I think the watchword there is probably “regionalism.” California continues to import a lot of its electricity. The state is on a path to reach a 33 percent renewable target by 2020. There is talk, and I think we’ll see more late this year, from the California Air Resources Board of either a higher RPS target or new standards of greenhouse gas emissions reductions. 

I don’t think that California can do this alone. That’s what an energy imbalance market is all about—expanding the geographic diversity and promoting more regionalism in achieving these goals of affordability, sustainability, and reliability. The Cal ISO is taking a lead there. In that regard, the other utility that we recently acquired—NV Energy, which serves a very large part of Nevada—we hope will join the energy imbalance market by October 1, 2015. It has filed its tariff amendments with FERC. 

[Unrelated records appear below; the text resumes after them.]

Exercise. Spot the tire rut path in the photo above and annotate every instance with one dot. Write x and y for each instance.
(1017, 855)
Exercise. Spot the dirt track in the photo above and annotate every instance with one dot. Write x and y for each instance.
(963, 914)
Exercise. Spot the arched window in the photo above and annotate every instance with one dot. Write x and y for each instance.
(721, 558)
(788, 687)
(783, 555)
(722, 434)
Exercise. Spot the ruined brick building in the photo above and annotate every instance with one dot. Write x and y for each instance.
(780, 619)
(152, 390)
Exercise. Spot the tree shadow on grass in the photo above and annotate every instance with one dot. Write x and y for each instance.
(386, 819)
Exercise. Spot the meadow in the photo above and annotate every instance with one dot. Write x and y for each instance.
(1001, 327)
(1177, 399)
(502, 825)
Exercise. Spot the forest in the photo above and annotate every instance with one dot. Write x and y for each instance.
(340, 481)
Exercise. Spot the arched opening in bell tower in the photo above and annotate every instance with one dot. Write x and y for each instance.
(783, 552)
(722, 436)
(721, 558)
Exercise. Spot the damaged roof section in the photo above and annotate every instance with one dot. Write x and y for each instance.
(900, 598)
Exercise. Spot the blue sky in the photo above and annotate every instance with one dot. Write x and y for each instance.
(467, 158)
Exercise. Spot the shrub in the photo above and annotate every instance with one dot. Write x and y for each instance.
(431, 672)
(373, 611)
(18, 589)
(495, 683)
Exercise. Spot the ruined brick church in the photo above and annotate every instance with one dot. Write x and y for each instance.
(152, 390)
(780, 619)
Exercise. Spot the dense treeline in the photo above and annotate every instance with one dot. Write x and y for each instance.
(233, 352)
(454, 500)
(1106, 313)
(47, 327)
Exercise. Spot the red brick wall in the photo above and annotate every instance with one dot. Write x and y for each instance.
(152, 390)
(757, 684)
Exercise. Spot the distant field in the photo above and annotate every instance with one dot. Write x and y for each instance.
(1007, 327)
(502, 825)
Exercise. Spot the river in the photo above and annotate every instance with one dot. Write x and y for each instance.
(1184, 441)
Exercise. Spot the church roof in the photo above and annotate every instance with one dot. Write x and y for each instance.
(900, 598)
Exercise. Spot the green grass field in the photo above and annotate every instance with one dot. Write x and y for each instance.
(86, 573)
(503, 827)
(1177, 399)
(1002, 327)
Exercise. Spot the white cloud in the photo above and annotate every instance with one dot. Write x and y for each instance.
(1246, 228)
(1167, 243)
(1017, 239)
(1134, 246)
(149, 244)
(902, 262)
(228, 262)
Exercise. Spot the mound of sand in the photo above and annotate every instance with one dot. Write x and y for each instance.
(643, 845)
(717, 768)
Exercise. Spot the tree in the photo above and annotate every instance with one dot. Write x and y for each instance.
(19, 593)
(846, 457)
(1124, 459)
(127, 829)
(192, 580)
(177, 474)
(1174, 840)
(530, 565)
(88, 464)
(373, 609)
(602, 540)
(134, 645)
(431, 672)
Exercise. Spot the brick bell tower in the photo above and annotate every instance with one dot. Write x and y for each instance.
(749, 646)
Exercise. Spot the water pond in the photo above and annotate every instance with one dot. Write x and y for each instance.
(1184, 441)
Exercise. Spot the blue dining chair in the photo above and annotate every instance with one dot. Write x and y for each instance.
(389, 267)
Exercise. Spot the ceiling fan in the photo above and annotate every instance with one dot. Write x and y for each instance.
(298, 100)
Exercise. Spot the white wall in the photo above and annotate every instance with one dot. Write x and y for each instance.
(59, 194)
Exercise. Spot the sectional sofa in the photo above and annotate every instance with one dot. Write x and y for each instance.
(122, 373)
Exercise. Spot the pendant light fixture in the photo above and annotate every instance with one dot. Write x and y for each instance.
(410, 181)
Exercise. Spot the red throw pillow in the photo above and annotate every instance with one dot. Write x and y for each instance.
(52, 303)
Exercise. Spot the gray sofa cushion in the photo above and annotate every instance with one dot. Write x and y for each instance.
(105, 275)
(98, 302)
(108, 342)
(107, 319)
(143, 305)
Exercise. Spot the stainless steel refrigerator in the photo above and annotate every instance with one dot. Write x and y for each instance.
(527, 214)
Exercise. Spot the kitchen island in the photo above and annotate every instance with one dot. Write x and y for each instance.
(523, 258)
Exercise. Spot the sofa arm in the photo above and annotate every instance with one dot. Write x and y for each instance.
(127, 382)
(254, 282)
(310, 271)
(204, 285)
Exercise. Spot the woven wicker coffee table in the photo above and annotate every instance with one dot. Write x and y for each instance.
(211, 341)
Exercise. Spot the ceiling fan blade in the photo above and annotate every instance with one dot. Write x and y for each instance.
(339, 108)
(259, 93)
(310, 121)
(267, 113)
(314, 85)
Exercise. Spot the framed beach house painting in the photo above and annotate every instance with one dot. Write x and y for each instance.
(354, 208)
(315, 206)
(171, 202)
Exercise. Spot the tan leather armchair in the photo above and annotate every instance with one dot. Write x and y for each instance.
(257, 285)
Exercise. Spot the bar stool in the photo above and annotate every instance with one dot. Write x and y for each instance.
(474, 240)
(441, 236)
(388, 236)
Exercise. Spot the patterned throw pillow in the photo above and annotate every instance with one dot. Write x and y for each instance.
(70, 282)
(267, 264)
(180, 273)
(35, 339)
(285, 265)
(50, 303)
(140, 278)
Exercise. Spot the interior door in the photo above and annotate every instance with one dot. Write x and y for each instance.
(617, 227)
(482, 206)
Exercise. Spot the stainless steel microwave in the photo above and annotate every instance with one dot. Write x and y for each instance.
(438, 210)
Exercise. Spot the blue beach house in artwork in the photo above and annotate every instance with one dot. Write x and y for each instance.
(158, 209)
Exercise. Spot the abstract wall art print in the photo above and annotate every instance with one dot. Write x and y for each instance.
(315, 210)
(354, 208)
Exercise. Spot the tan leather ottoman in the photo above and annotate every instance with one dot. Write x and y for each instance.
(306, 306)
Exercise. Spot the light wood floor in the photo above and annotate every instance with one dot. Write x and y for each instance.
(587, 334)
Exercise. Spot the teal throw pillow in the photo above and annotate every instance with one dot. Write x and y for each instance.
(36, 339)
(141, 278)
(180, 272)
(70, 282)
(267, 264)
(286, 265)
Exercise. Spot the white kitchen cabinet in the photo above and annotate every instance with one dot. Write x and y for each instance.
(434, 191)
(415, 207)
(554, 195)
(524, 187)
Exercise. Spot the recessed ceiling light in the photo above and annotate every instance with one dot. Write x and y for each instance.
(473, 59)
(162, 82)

I think the impact on a company like ours or on any other developer in the West is that an energy imbalance market can contribute to greater regional development of renewables in ways that are more efficient and thus keep costs down for customers while maintaining reliability.

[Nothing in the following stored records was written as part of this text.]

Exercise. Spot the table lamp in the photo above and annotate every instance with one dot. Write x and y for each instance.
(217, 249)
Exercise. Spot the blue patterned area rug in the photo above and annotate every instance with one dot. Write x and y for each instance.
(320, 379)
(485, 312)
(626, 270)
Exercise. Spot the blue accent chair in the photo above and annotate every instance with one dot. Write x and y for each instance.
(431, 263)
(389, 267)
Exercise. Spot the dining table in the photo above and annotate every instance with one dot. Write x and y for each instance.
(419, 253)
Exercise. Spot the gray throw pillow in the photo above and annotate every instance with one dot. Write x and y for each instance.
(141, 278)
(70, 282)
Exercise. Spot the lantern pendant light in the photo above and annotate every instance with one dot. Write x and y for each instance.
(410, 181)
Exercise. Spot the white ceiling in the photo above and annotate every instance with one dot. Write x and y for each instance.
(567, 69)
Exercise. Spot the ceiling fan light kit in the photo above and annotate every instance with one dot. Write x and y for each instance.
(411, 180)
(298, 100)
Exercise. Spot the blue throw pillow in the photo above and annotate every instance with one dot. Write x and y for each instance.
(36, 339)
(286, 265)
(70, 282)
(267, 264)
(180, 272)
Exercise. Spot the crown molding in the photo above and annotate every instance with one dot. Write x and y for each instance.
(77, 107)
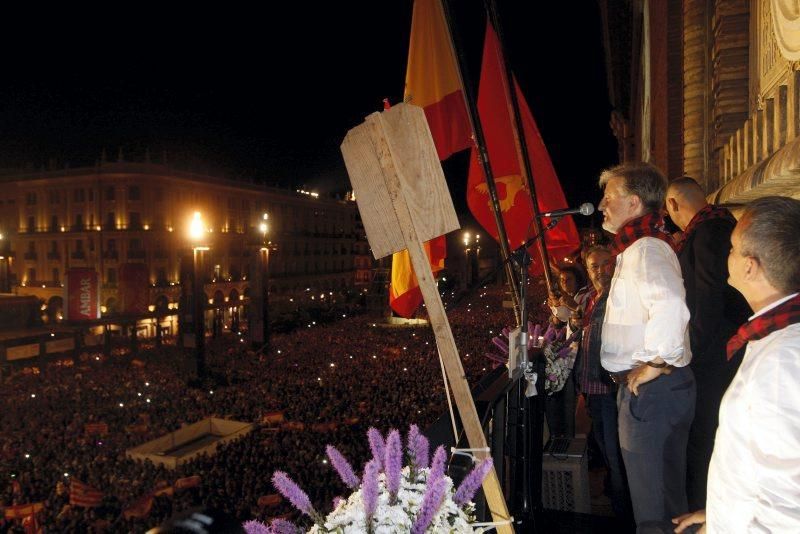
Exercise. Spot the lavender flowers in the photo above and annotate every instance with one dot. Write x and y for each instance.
(342, 467)
(294, 494)
(434, 495)
(393, 463)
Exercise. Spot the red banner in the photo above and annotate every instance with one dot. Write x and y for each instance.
(133, 283)
(83, 295)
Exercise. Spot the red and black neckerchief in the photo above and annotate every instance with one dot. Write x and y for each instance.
(648, 225)
(777, 318)
(706, 214)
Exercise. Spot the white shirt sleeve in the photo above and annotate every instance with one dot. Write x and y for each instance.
(774, 407)
(661, 290)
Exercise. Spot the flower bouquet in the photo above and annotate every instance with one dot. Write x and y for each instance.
(554, 344)
(389, 497)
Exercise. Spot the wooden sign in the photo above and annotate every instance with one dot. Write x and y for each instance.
(404, 201)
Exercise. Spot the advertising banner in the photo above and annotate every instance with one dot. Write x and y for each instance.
(83, 295)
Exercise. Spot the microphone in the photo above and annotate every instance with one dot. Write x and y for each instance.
(585, 209)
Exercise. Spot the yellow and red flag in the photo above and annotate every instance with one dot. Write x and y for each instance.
(434, 84)
(512, 190)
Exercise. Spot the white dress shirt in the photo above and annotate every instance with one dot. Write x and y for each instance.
(754, 476)
(646, 314)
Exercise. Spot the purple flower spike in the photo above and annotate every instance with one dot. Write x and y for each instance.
(437, 466)
(550, 334)
(431, 502)
(342, 467)
(469, 486)
(256, 527)
(411, 440)
(293, 493)
(393, 463)
(422, 451)
(376, 445)
(500, 344)
(281, 526)
(369, 489)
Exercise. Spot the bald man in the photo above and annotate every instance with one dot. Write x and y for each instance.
(716, 311)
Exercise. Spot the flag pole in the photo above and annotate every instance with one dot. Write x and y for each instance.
(483, 157)
(521, 144)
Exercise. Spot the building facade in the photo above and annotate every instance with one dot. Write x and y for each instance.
(709, 89)
(114, 214)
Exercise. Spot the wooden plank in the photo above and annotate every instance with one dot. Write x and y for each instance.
(420, 206)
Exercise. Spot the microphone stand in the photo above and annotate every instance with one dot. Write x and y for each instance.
(531, 421)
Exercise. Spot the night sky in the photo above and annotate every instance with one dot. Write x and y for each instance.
(270, 94)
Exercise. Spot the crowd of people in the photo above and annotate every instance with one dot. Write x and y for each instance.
(343, 377)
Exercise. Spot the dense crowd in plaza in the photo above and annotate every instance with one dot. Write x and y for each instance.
(343, 377)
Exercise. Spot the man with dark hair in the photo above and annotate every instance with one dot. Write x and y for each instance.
(716, 309)
(754, 476)
(599, 391)
(645, 343)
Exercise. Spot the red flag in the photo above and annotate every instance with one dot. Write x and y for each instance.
(140, 508)
(512, 191)
(434, 84)
(81, 494)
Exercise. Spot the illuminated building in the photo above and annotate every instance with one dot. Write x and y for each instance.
(112, 214)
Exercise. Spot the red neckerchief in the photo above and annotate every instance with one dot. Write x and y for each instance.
(775, 319)
(706, 214)
(648, 225)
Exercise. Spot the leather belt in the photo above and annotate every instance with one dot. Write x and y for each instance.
(620, 378)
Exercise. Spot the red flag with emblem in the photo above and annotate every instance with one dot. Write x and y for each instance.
(512, 191)
(434, 84)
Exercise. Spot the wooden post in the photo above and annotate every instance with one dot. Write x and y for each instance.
(404, 201)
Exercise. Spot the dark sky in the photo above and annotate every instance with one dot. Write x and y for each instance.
(270, 94)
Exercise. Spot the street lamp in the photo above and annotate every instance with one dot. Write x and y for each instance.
(197, 235)
(260, 336)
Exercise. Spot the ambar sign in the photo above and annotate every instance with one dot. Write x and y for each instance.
(83, 295)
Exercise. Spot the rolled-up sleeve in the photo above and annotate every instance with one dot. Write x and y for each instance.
(662, 294)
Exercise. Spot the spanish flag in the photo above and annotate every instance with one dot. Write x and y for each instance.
(434, 84)
(516, 206)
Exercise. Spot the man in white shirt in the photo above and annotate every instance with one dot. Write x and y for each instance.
(754, 476)
(645, 344)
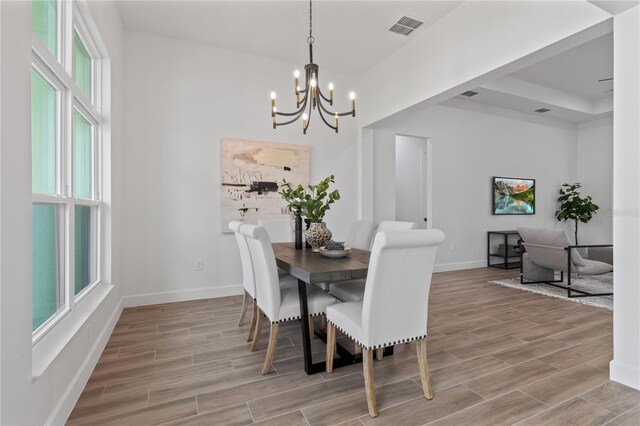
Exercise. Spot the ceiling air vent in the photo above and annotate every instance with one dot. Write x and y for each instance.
(405, 26)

MidAmerican is also in the natural gas business and is probably the largest provider of natural gas to California. Give our readers a sense of the changing energy portfolio landscape of harvested natural gas as a replacement for other fuel sources. What will its place be going forward? 

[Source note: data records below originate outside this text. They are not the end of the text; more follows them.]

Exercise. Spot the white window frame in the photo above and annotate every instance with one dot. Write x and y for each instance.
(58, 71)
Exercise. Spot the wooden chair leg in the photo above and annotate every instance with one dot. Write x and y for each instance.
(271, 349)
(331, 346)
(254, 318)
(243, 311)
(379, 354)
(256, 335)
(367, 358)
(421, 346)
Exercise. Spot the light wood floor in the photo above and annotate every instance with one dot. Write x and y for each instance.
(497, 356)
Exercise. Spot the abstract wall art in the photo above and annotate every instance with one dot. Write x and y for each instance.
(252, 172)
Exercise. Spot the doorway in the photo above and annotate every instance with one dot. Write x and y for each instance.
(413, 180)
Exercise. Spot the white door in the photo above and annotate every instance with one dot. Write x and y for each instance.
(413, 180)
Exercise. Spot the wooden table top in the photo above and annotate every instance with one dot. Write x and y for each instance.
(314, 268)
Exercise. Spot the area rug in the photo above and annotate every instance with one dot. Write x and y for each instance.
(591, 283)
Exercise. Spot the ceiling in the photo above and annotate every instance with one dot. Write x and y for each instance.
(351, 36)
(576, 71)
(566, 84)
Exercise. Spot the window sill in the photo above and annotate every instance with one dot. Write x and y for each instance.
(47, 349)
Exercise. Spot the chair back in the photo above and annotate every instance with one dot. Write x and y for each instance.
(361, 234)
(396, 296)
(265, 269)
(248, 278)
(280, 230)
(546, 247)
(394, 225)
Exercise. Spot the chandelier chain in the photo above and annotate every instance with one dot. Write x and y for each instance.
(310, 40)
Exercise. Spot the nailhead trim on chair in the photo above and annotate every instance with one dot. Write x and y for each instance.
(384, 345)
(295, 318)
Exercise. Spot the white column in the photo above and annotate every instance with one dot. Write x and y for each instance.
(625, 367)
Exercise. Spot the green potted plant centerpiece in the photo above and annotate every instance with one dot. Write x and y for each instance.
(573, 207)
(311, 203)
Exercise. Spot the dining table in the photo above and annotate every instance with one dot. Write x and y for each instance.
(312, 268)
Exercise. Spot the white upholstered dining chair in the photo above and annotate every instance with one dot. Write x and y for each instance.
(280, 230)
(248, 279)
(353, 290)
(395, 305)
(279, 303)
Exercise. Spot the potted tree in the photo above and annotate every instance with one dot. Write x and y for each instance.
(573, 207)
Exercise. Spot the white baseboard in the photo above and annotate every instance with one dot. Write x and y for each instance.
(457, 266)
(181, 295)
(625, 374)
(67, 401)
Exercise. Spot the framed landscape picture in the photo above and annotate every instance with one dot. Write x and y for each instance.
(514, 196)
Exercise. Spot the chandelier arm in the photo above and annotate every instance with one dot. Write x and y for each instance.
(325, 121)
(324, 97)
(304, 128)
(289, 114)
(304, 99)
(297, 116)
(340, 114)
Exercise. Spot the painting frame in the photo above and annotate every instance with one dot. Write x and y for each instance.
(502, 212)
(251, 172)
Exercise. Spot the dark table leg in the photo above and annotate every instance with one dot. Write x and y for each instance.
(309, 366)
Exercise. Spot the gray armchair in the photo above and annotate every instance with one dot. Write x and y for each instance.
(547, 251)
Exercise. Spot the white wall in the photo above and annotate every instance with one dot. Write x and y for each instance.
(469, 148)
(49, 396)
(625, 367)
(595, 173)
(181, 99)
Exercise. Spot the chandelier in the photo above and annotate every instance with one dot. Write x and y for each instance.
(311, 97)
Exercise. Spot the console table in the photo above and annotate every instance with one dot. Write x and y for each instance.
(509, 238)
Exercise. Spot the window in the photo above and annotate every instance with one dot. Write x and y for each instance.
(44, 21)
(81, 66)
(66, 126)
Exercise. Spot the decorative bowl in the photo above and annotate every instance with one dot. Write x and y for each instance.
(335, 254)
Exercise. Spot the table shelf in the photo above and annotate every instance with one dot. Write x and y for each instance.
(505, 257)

Let’s begin with EPA regulations. Those will lead to about 60 gigawatts of coal plants in the United States being retired by 2017—60,000 megawatts—and that is just the beginning. We’ve only seen about 18 of the 60 gigawatts. But we’re talking about retiring 20 percent of the US coal fleet. Obviously, that’s baseload power. How much of that is going to fuel-switch to natural gas? I don’t know the answer to that, but there is no question that there’s going to have to be a lot of new replacement power. 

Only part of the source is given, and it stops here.